CNJ aprova recomendação que busca combater litigância abusiva no Judiciário

Uso de processos para tentar prejudicar uma das partes é forma de assédio judicial a jornalistas e veículos de imprensa

Tayguara Ribeiro

São Paulo

O CNJ (Conselho Nacional de Justiça) aprovou, nesta terça-feira (22), um ato normativo que visa estabelecer parâmetros para identificação, tratamento e prevenção da litigância abusiva no Poder Judiciário.

A recomendação foi apresentada pelo presidente do órgão, o ministro do STF (Supremo Tribunal Federal) Luís Roberto Barroso, e pelo corregedor nacional de Justiça, Mauro Campbell Marques.

Segundo o próprio CNJ, a litigância abusiva pode ser entendida como a utilização do processo judicial para prejudicar uma das partes envolvidas em uma divergência.

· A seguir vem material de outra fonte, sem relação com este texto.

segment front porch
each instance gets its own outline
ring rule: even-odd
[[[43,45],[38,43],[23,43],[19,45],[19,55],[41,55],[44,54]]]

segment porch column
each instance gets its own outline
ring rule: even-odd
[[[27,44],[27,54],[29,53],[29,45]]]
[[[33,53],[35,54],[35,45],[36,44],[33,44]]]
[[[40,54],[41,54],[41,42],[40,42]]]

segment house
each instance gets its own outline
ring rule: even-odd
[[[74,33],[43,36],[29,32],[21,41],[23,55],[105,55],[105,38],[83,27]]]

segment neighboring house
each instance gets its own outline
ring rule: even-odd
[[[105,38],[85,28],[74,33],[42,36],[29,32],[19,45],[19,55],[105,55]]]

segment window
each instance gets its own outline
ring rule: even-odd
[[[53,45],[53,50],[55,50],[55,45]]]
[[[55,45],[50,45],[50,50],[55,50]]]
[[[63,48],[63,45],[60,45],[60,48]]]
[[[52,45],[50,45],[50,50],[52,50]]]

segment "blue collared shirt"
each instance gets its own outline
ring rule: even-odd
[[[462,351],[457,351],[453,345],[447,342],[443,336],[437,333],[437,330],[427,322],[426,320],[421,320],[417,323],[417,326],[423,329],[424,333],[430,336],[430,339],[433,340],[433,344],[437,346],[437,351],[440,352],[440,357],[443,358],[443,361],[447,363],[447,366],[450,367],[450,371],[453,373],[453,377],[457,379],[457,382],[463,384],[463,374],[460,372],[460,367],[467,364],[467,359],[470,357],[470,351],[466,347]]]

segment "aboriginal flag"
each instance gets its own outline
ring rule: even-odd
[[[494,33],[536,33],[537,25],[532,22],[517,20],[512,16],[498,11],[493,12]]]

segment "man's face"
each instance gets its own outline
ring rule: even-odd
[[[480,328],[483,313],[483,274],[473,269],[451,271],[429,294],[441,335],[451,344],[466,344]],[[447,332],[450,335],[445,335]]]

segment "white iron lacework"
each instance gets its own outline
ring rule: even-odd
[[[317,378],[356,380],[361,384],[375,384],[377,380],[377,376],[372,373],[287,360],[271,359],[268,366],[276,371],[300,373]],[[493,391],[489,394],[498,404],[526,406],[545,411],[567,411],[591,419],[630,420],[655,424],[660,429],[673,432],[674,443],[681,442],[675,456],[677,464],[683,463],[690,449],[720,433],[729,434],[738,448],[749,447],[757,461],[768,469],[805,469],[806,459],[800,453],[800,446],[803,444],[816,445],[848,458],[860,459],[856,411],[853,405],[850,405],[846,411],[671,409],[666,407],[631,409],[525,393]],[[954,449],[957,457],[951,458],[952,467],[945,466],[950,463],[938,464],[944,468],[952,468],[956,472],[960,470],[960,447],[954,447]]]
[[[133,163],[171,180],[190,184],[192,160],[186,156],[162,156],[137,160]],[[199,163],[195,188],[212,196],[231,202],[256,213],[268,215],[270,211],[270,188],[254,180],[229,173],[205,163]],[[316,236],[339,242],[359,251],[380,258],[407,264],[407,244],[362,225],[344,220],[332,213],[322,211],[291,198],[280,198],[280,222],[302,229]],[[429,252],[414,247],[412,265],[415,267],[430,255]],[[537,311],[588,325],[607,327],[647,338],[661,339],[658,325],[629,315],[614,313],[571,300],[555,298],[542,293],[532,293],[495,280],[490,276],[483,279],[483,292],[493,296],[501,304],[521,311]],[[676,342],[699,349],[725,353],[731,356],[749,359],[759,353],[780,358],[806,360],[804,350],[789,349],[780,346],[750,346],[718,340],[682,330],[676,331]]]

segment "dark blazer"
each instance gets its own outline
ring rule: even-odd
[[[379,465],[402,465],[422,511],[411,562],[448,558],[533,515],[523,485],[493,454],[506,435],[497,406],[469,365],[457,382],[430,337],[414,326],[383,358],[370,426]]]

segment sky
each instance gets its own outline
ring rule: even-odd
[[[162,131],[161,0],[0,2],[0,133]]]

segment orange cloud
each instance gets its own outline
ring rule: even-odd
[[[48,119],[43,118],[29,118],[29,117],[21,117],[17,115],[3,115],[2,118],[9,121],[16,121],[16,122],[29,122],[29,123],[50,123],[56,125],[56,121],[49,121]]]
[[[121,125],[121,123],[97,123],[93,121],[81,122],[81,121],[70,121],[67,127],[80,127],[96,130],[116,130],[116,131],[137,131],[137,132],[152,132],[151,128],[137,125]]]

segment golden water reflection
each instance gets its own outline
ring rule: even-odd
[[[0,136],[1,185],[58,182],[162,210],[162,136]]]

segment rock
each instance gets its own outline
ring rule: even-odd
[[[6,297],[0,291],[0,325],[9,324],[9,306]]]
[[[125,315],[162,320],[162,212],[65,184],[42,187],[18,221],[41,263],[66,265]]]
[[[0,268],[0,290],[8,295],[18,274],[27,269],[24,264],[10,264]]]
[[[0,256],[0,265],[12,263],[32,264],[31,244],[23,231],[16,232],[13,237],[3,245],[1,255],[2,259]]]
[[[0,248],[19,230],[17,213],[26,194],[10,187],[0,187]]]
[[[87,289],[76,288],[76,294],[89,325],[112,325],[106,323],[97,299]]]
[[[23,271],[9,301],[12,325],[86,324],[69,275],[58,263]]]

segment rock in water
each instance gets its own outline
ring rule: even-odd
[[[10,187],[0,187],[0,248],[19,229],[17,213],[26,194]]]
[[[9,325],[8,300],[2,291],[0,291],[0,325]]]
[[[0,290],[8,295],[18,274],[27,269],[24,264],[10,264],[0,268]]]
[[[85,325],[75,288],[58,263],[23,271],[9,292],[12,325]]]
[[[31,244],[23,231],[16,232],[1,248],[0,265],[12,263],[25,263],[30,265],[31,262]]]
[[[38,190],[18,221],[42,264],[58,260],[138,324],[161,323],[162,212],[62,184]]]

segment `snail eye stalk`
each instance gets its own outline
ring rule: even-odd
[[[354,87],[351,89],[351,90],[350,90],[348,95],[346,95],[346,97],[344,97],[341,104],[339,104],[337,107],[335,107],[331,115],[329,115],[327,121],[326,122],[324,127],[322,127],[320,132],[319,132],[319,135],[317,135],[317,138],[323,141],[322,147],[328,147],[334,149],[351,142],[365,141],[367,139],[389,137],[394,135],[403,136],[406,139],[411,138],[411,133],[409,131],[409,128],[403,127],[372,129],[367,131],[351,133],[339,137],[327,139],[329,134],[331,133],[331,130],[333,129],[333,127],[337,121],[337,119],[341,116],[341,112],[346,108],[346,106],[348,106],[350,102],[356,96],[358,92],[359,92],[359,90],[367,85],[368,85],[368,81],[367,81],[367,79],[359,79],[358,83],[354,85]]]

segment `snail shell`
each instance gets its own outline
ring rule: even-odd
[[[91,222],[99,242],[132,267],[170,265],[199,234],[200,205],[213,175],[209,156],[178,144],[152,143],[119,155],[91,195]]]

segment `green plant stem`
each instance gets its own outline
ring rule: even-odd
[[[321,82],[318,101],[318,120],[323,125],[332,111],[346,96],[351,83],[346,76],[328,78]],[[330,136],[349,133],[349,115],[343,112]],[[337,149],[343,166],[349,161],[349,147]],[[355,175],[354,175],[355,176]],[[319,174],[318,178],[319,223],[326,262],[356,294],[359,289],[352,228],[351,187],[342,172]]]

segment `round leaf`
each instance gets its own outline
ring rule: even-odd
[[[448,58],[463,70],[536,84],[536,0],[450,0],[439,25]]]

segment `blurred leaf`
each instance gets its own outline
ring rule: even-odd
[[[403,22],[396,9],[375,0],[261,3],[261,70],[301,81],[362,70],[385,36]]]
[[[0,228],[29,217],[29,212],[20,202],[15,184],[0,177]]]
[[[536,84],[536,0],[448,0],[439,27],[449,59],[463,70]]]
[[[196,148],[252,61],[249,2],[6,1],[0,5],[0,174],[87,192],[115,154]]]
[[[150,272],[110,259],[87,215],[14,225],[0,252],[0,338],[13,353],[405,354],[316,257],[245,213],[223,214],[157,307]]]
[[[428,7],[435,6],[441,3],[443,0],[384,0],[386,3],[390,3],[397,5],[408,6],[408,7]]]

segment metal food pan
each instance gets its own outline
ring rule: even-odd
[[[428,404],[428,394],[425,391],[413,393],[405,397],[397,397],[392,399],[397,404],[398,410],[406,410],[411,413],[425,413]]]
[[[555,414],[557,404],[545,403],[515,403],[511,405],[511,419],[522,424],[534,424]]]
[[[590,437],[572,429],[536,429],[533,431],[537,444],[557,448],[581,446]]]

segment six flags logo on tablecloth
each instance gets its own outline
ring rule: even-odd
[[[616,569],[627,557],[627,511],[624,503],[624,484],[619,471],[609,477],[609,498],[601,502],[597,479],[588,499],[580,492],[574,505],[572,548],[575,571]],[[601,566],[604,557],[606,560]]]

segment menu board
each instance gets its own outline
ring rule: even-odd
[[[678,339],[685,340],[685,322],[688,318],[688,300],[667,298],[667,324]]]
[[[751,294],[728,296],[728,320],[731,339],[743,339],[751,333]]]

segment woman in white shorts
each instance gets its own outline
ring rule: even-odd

Recursos que retardam o andamento do processo, apresentação de provas falsas, intimidação do adversário ou de testemunhas são alguns dos exemplos de ações que podem ser orquestradas com essa finalidade.

O mecanismo, inclusive, é utilizado como forma de assédio judicial a jornalistas ou veículos de imprensa. Em 2020 esse tipo de caso apresentou um pico e, desde então, se manteve em alto patamar, segundo levantamento da Abraji (Associação Brasileira de Jornalismo Investigativo).

O estudo mostra o aumento do número de casos ocorridos em razão de reportagens e aponta foco na mídia tradicional.

A pesquisa levantou 654 processos contra jornalistas, distribuídos em 84 casos. Segundo o levantamento, foram 54 em 2021, 52 em 2022 e 49 em 2023. Até março de 2024, foram contabilizados 5 casos. O pico foi 2020, com 261 ações. Entre 2009 e 2019, os valores variaram de 2 ações por ano (2013) a 39 (2016).

Segundo o CNJ, a litigância abusiva pode aumentar os custos processuais no Brasil e prejudicar o acesso à Justiça.

“Trata-se de iniciativa muito relevante que tenta resolver um mal de que todos os cidadãos são vítimas: o de instrumentalizar o Judiciário. Há muitos anos que o Poder Judiciário tem sido abarrotado de processos que são propostos com evidente má-fé, atrasando o andamento de julgamentos e impondo um acréscimo ao custo Brasil”, afirma Taís Gasparian, advogada da Folha.

Ao dar seu voto favorável ao ato normativo do CNJ, Barroso afirmou que a pretensão é assegurar que os esforços humanos e os recursos materiais sejam direcionados à garantia do acesso à Justiça.

“Evita-se que as partes dos processos, vítimas desse tipo de prática, tenham neutralizada sua capacidade de defesa ou de atuação”, disse.

Litigância abusiva contra a imprensa

O uso de recursos judiciais como forma de intimidar jornalistas e veículos de comunicação não é um fenômeno que ocorre somente no Brasil.

Nota informativa divulgada pela Unesco nesta semana aponta que entre os anos de 2019 e 2023 ocorreu um aumento de 60% no uso de denúncias contra jornalistas no mundo. Os dados são referentes à utilização indevida da legislação financeira dos países para pressionar, silenciar e intimidar os profissionais e as empresas do setor.

Dos 120 casos identificados pelo estudo, ao menos 56 contêm supostas acusações de extorsão. A maioria dos casos ocorreu na Ásia e no leste da Europa.

Um relatório de 2023, assinado por organismos que atuam com temas relacionados à liberdade de expressão, citou pela primeira vez preocupação com o uso indevido da lei e do sistema judicial para atacar e silenciar os meios de comunicação social.

O documento foi endossado pelo relator especial das Nações Unidas sobre a Promoção e Proteção do Direito à Liberdade de Opinião e Expressão, a Organização para a Segurança e Cooperação na Europa para a Liberdade dos Meios de Comunicação Social e a Comissão Africana sobre Direitos Humanos e dos Povos para a Liberdade de Expressão. Os organismos alertam que processos judiciais que se prolongam por um período excessivo prejudicam o trabalho jornalístico e o funcionamento dos meios de comunicação social e pedem para que os países adotem medidas para proteger e garantir o direito de procurar, receber e divulgar informações de interesse público.